Four months after graduating from Yale, Chris Rovzar ’03 was working long days as an editorial assistant at the New York Sun. To relax, he would read gossip and culture blogs and newspapers, such as Gawker and Page Six. And then, he said, it dawned on him: Why wouldn’t he want to work at a place like that?
Now Rovzar does. A senior editor of New York Magazine’s Daily Intel blog, he writes posts on any given day about the economic crisis, presidential candidate Sen. Barack Obama’s tax plan, the New York Knicks and “Gossip Girl” (which the blog dutifully chronicles each week, calling it the “Greatest Show of Our Time”).
Before moving to the blog, Rovzar worked as a reporter for New York Daily News, where he worked for the Rush & Molloy gossip column and wrote features. He also studied in Spain on a Fulbright scholarship in 2006.
Rovzar, who got his start in journalism as a scene editor, spoke recently to the News about blogging, Gawker, the presidential race and, of course, “Gossip Girl.”
QWhat do you like about blogging?
AI like that I get to laugh all day. We try to keep it light-hearted even though we write about serious stuff. I’m entertaining people when they are at their desks.
QYou’ve been blogged about on Gawker. What’s that like?
AYou know, it’s fine. I know a lot of the people who write Gawker and some people who have written for it in the past are some of my best friends, so people tend to write about people they know. I think people who get offended who get a blog like Gawker are people who are older or out of touch with blog culture, so they don’t realize there is no malice there.

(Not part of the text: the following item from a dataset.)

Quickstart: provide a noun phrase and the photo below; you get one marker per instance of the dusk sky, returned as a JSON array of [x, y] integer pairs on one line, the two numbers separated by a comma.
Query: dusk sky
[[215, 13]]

QHow do you find the humor in topics like the economic crisis?
AThere’s always something to laugh about in any given story. Every story about the economic crisis, or every story about some politician or politics, has people in it. You can make John McCain, or Hank Paulson, or Ben Bernanke, or Sarah Palin or Barack Obama or whoever, you know, Mayor Mike Bloomberg into a persona. So we try to treat those people, not as if they are very distant, faraway people who we would never know, but we try treat them as though they are our friends. They are people that we can tease. We know their idiosyncrasies.
QSarah Palin seems to have worked wonders for blogging culture.
AThere’s immediate feedback as to what stories people are interested in, and the truth of the matter is people are obsessed with Sarah Palin. I thought it would die down the first month after she got picked. People cannot get enough of her. Occasionally there are things that happen, that we write about, that we pick up on that people just love reading about, and of course we want to give our readers what they want. Sarah Palin happens to be someone whom there is a whole wealth of things to write about. We write more about Obama and McCain, but we write about Palin way more than we write about Joe Biden, just because she’s 10 times more interesting.
QWhy is “Gossip Girl” the “Greatest Show of Our Time?”
AI think the short answer is it’s campier than “90210,” but the acting is at once better, the writing is sharper, and, even though it’s completely ridiculous, it’s just super fun to watch. You know how “Sex and the City” sort of created this world where a woman who has a low-paying freelance writing job can have the most fabulous clothes, and she can drink fishbowl-size margaritas and she never has to work?
There’s just this fantasy world of how 30-something women are living that nobody could actually live. That’s the way “Gossip Girl” treats high school. No matter what you’ve done, certain experiences in high school are universal. So everyone can look back and say ‘Oh my gosh, there was that mean girl,’ ‘Oh my gosh, I was that nerd,’ ‘Oh there was that really hot guy who was stupid but everyone loved him.’ It’s all so recognizable. It doesn’t matter. There are no stakes. They are kids. They are going to grow up, it will all be fine, no one’s going to die. It still manages to get a heightened sense of drama. It’s like “Cruel Intentions,” except for “Gossip Girl” is funny.